Among the numerous addictions noted within our sample population, a positive association was found between the use of betel quid and positive endoscopic findings. The use of betel quid (which is a mixture of betel leaf, tobacco, areca nut and slaked lime) has previously been linked to an increased risk of developing peptic ulceration along with oral and esophageal carcinoma, as outlined in a study conducted among Pakistani population [28] . This is specifically a result of nitrosamine based compounds derived from the 4 constituents of betel (namely guvacoline, arecaidine, arecoline and guvacine), where all have potential carcinogenic properties [29] . These components present in betel induce the release of pro-inflammatory cytokines and chemicals while further potentiating the damage caused. This viciously leads to systemic chronic inflammation, widespread damage and the development of multi-systemic diseases [30] . Interestingly though while an awe-inspiring majority of our participants with addiction to smoking had discernable positive endoscopic findings (91.3%), despite having early evidence of positive correlation between smoking and positive endoscopic findings [28] , this study could not demonstrate a statistically significant association between the two which is in contrast to earlier study reported on the same subject.

This study has one notable limitation. The entire data used in this study was obtained retrospectively from patient records. As such, any existing discrepancies in the database would have adversely affected our outcomes and findings.

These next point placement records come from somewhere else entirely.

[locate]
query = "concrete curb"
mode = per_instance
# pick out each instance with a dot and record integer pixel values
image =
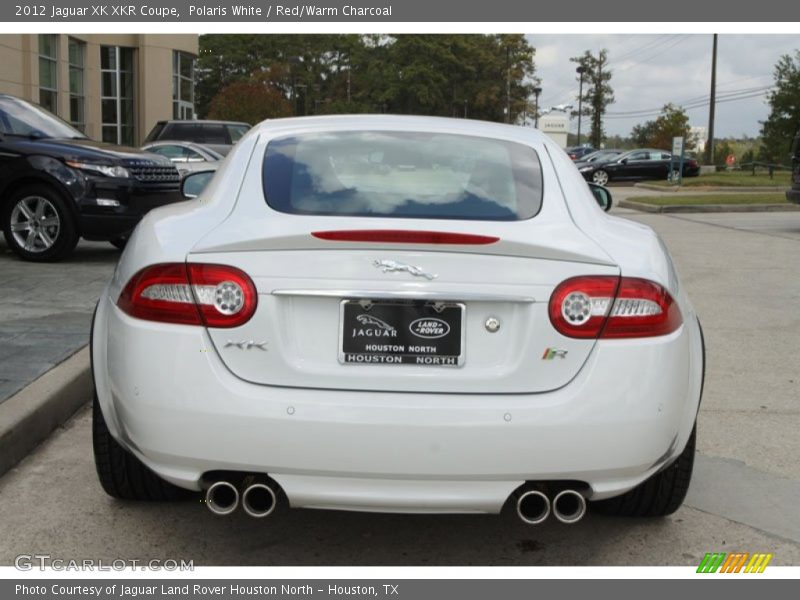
(705, 208)
(28, 417)
(710, 188)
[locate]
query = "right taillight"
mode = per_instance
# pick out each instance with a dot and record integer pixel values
(190, 294)
(612, 307)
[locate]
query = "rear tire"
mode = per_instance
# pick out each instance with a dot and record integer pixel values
(38, 224)
(121, 474)
(659, 496)
(118, 243)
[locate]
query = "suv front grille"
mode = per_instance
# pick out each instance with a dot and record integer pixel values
(155, 174)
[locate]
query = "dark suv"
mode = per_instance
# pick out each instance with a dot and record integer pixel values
(218, 135)
(793, 195)
(57, 185)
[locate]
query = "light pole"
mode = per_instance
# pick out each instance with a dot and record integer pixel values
(536, 91)
(580, 70)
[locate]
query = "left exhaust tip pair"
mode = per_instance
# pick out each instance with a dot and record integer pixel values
(256, 499)
(534, 507)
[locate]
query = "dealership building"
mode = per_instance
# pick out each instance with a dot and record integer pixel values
(112, 87)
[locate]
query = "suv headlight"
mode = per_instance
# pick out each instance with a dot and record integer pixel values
(107, 170)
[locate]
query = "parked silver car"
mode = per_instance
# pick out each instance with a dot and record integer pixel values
(186, 156)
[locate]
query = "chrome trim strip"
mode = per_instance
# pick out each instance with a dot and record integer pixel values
(407, 295)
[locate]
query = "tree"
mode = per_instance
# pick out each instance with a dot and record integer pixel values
(784, 116)
(672, 122)
(443, 75)
(250, 101)
(597, 92)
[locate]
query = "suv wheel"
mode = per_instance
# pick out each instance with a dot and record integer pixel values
(38, 224)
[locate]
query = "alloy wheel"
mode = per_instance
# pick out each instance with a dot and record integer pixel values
(35, 224)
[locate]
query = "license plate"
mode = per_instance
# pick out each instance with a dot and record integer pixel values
(401, 333)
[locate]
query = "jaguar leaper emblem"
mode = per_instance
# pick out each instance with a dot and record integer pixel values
(393, 266)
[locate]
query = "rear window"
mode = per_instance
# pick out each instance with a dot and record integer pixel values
(215, 133)
(405, 174)
(236, 132)
(189, 132)
(155, 132)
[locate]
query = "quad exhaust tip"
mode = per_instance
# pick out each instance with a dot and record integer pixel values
(533, 507)
(222, 498)
(259, 500)
(569, 506)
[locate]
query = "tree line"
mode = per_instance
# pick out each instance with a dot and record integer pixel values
(489, 77)
(255, 77)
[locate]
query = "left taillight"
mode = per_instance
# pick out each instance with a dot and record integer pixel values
(611, 307)
(190, 294)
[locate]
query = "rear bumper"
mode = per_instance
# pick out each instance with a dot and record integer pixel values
(168, 398)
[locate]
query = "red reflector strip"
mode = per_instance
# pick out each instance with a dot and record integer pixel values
(400, 236)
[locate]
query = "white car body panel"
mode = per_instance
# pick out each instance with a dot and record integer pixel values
(396, 438)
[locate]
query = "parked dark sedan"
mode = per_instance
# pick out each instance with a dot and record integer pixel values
(640, 164)
(793, 195)
(57, 185)
(578, 152)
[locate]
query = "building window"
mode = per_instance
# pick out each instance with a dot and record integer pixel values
(116, 94)
(77, 99)
(182, 85)
(48, 72)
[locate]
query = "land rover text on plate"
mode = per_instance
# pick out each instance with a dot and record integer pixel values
(397, 314)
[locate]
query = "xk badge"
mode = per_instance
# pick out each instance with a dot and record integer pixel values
(246, 345)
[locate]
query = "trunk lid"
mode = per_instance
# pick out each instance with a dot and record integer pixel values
(298, 336)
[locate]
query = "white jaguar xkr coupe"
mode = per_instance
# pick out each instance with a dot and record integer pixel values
(397, 314)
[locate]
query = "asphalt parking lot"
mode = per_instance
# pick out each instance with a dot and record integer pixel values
(46, 310)
(743, 276)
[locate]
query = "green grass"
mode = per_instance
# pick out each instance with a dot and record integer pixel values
(760, 198)
(734, 179)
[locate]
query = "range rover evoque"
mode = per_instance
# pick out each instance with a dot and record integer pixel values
(57, 185)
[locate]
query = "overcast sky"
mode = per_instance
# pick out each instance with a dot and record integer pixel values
(651, 70)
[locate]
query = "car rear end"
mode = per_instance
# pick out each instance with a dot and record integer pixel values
(350, 329)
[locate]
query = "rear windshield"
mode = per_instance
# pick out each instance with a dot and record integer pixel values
(403, 174)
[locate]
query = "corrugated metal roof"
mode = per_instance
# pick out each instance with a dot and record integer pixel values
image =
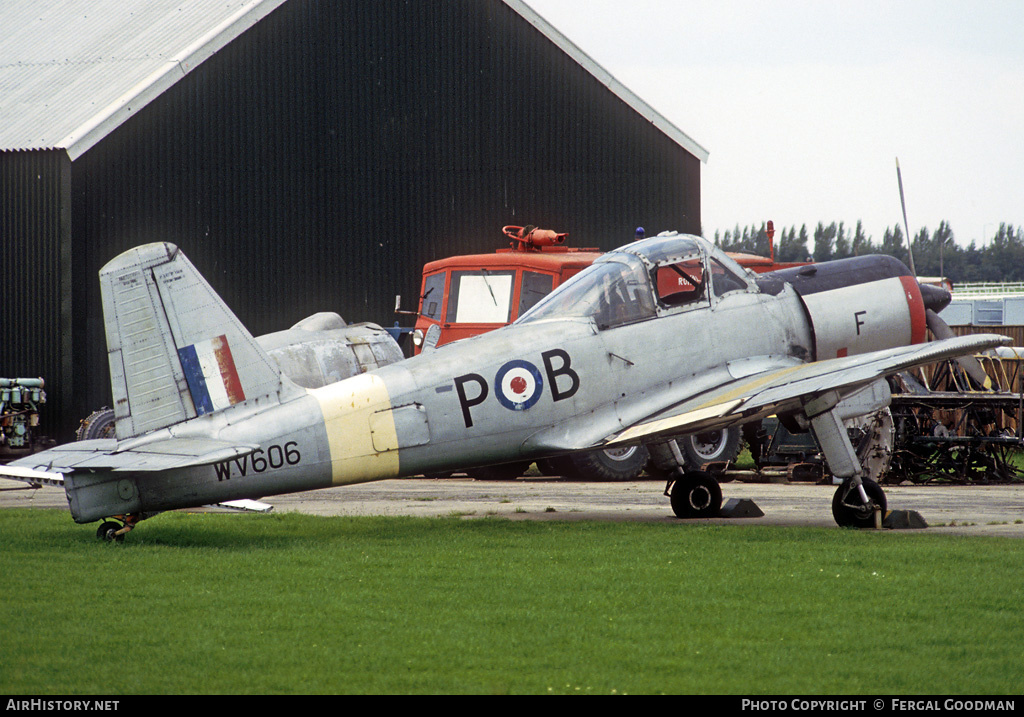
(72, 71)
(616, 87)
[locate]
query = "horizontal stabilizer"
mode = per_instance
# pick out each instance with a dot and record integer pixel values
(247, 506)
(785, 388)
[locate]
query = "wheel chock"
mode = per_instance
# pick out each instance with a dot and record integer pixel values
(740, 508)
(903, 519)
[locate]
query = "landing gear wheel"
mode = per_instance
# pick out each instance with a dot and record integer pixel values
(109, 532)
(696, 495)
(850, 511)
(711, 447)
(626, 463)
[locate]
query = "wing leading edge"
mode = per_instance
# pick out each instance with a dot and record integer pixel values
(781, 388)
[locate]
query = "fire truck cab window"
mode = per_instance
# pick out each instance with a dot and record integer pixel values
(480, 297)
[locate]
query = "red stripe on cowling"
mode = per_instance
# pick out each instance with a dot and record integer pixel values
(232, 385)
(915, 304)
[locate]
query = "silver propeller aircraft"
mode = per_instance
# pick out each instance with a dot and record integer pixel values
(659, 338)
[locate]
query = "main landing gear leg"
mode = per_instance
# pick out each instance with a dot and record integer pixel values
(693, 494)
(858, 502)
(118, 528)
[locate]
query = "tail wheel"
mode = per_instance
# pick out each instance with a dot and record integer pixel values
(711, 447)
(109, 532)
(849, 508)
(696, 495)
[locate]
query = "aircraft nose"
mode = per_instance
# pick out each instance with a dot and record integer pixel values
(935, 298)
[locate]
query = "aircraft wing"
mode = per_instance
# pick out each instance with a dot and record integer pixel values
(48, 467)
(779, 387)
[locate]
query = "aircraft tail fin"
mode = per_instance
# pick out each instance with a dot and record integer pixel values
(175, 349)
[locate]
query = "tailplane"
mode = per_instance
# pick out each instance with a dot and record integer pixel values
(175, 349)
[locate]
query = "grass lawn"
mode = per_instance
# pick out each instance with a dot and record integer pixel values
(215, 603)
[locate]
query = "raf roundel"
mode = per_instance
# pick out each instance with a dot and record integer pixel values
(518, 385)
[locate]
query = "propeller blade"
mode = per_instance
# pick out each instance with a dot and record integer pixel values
(906, 227)
(972, 367)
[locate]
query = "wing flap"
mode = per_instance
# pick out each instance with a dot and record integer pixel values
(104, 455)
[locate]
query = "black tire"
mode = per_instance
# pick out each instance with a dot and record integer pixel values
(711, 447)
(505, 471)
(625, 463)
(696, 495)
(99, 424)
(108, 532)
(850, 511)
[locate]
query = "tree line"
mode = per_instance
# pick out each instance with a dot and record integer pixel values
(935, 253)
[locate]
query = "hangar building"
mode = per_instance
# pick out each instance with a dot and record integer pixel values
(305, 155)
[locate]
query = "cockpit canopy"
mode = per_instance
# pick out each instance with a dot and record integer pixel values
(643, 280)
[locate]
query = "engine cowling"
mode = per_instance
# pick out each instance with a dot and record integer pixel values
(860, 304)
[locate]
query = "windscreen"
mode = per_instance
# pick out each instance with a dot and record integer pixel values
(611, 292)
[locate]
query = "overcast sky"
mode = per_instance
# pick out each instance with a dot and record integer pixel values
(805, 104)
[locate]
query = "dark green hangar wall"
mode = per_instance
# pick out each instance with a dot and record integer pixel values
(316, 163)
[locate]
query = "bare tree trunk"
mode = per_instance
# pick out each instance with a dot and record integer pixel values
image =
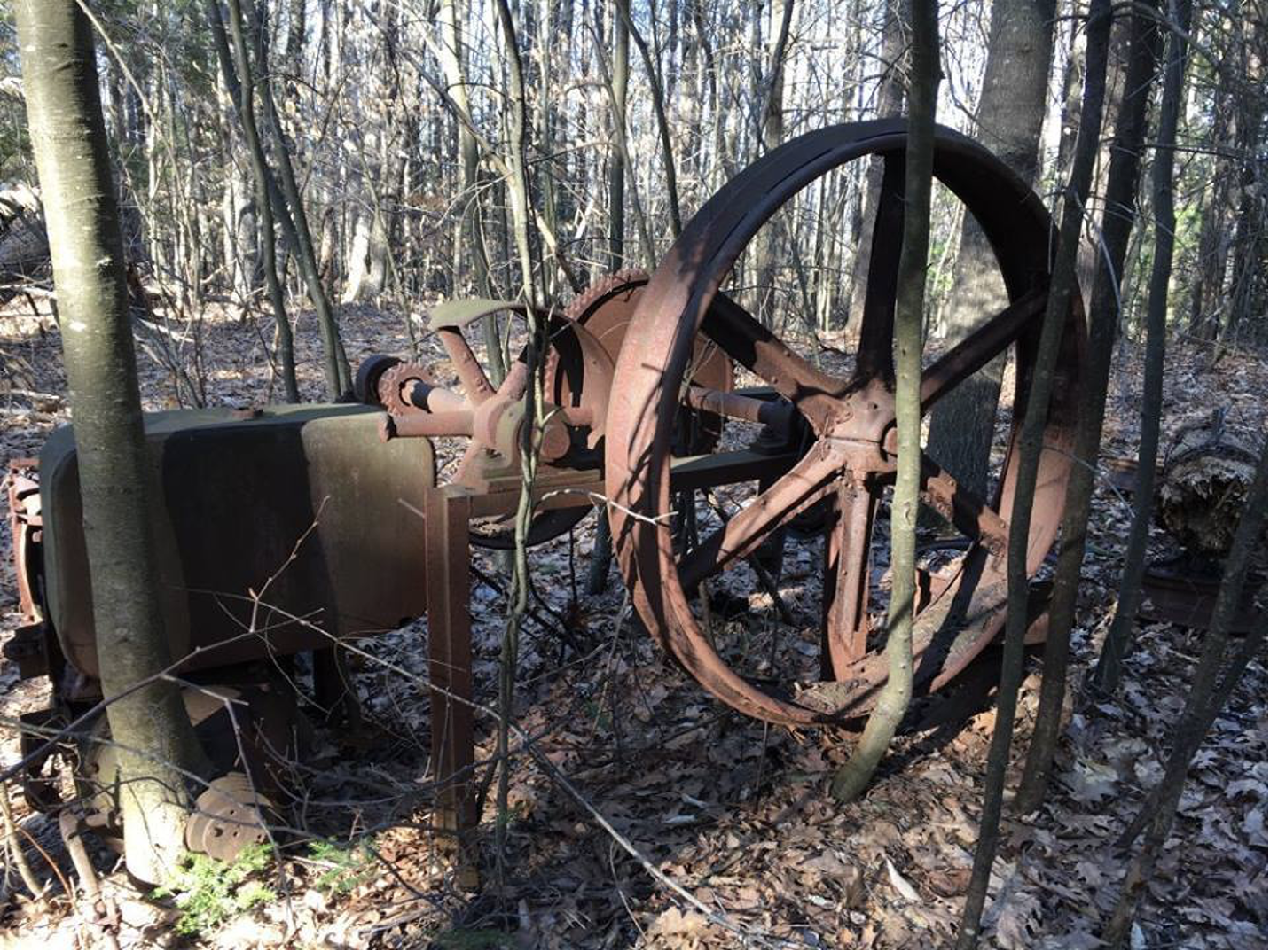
(852, 778)
(340, 378)
(617, 144)
(453, 64)
(890, 102)
(1061, 290)
(1108, 672)
(771, 129)
(663, 126)
(158, 751)
(1208, 695)
(1105, 315)
(285, 352)
(1010, 116)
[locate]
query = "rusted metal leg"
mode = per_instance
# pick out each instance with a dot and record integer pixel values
(447, 511)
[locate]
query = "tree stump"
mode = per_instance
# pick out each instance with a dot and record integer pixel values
(1203, 489)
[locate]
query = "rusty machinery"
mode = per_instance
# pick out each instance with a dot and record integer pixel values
(640, 376)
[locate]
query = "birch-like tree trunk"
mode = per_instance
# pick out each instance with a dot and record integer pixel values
(158, 752)
(854, 777)
(1062, 285)
(1008, 120)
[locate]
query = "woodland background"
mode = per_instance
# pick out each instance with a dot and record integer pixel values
(394, 120)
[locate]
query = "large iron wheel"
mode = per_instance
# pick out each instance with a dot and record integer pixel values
(850, 460)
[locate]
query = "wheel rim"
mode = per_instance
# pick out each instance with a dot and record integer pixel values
(850, 419)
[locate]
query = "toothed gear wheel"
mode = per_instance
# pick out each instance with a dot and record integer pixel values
(229, 816)
(606, 310)
(394, 379)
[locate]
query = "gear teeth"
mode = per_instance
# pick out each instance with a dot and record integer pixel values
(585, 300)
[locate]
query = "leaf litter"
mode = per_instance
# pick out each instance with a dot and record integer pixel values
(735, 813)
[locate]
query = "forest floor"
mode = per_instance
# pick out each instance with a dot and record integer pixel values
(735, 813)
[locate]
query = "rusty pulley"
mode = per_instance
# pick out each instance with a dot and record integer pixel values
(847, 462)
(584, 341)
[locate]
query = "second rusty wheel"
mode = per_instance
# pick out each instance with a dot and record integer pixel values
(850, 460)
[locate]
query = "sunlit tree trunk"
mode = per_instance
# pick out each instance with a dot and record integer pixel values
(158, 752)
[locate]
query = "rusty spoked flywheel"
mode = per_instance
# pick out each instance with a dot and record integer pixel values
(850, 458)
(584, 343)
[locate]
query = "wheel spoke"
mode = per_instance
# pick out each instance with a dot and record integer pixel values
(793, 493)
(846, 581)
(471, 375)
(876, 323)
(747, 341)
(963, 508)
(981, 347)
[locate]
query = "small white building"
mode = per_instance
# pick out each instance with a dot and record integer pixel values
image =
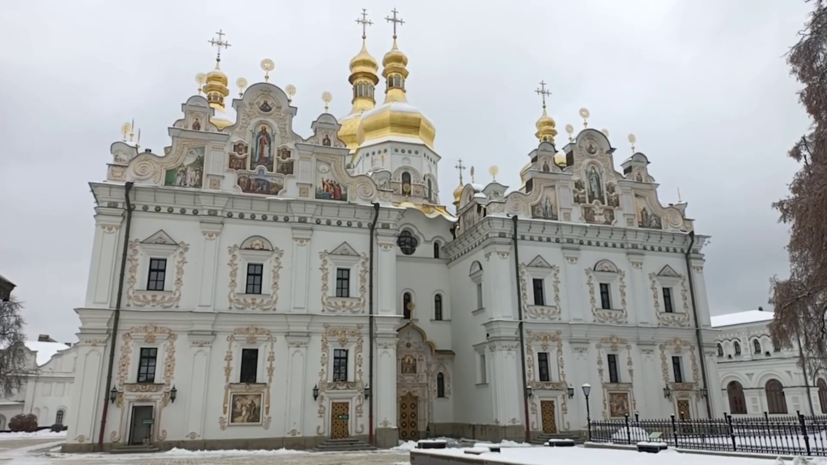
(47, 392)
(757, 376)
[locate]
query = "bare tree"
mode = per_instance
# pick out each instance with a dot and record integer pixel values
(13, 362)
(801, 300)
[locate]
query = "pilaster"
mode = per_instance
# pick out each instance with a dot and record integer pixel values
(210, 232)
(105, 256)
(200, 351)
(299, 293)
(386, 273)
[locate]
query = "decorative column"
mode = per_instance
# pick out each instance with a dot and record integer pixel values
(574, 300)
(297, 389)
(210, 230)
(84, 418)
(299, 294)
(500, 300)
(386, 275)
(105, 257)
(200, 349)
(644, 314)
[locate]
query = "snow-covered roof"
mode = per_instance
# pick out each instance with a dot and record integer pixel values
(740, 318)
(45, 350)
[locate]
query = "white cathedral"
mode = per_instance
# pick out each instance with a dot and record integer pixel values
(253, 287)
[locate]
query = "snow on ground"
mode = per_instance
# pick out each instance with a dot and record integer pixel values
(42, 434)
(590, 456)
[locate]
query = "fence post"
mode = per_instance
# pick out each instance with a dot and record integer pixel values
(804, 431)
(628, 431)
(731, 431)
(675, 430)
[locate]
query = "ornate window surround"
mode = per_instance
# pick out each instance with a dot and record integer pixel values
(255, 249)
(344, 256)
(606, 272)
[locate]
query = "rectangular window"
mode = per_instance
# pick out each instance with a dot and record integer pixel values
(340, 365)
(254, 275)
(667, 300)
(157, 274)
(539, 296)
(146, 365)
(342, 282)
(677, 369)
(542, 360)
(613, 373)
(249, 366)
(605, 296)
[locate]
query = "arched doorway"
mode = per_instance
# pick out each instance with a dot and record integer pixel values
(737, 401)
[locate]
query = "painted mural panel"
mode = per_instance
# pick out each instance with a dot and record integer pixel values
(260, 184)
(328, 188)
(191, 171)
(546, 207)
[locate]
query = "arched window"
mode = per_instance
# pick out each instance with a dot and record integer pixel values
(776, 400)
(822, 394)
(737, 402)
(407, 242)
(407, 305)
(438, 307)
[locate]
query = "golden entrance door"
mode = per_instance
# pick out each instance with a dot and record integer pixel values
(683, 409)
(339, 420)
(547, 412)
(408, 418)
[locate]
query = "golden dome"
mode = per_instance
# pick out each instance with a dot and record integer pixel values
(395, 117)
(546, 128)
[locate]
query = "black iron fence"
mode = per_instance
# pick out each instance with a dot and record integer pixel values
(786, 435)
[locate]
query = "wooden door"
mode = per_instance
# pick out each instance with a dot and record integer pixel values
(141, 426)
(408, 418)
(547, 412)
(339, 420)
(683, 409)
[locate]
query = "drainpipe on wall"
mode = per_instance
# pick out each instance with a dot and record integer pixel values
(520, 329)
(370, 327)
(698, 336)
(128, 203)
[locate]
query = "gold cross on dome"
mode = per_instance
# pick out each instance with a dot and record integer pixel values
(460, 167)
(543, 92)
(395, 21)
(364, 21)
(219, 43)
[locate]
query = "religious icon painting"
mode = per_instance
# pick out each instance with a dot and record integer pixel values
(546, 207)
(263, 153)
(246, 409)
(328, 188)
(191, 171)
(260, 184)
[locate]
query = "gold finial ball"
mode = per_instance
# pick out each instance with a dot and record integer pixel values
(267, 65)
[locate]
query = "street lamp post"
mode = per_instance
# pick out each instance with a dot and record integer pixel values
(587, 388)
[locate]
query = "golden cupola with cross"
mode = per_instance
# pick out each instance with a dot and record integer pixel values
(364, 76)
(395, 119)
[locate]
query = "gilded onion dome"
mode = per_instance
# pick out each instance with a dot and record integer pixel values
(364, 75)
(395, 118)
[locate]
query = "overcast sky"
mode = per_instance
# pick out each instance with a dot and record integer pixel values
(702, 84)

The patients presenting for esophagogastroduodenoscopy are approximately equal in terms of participation of both genders, however, there is a noticeable age distribution with most patients presenting between the 3rd and 5th decades of life. The majority of patients presenting for Esophagogastroduodenoscopy had positive endoscopic outcomes. The vast majority of patients presenting with addictions went on to have positive endoscopic findings; particularly the use of betel quid which has a statistical significance. Gastritis and HCV had significant associations established with positive endoscopic findings.

Statement of Ethics

Exemption has been sought from Institution review board for this study.

Funding Sources

The authors declare that they have not received any financial support for this article.

Appendix 1

Form number

OUTCOME OF UPPER G.I. ENDOSCOPY DURING 2017: A RETROSPEC- TIVE STUDY

Consent: Prior consent have already been taken on patients file

Section I: Biodata

Section II: Symptoms

Section III: Family History

Section IV: Examination Findings

Section V: Investigations

Section VI: Endoscopy Outcome

Conflicts of Interest

The authors have no conflicts of interest to declare.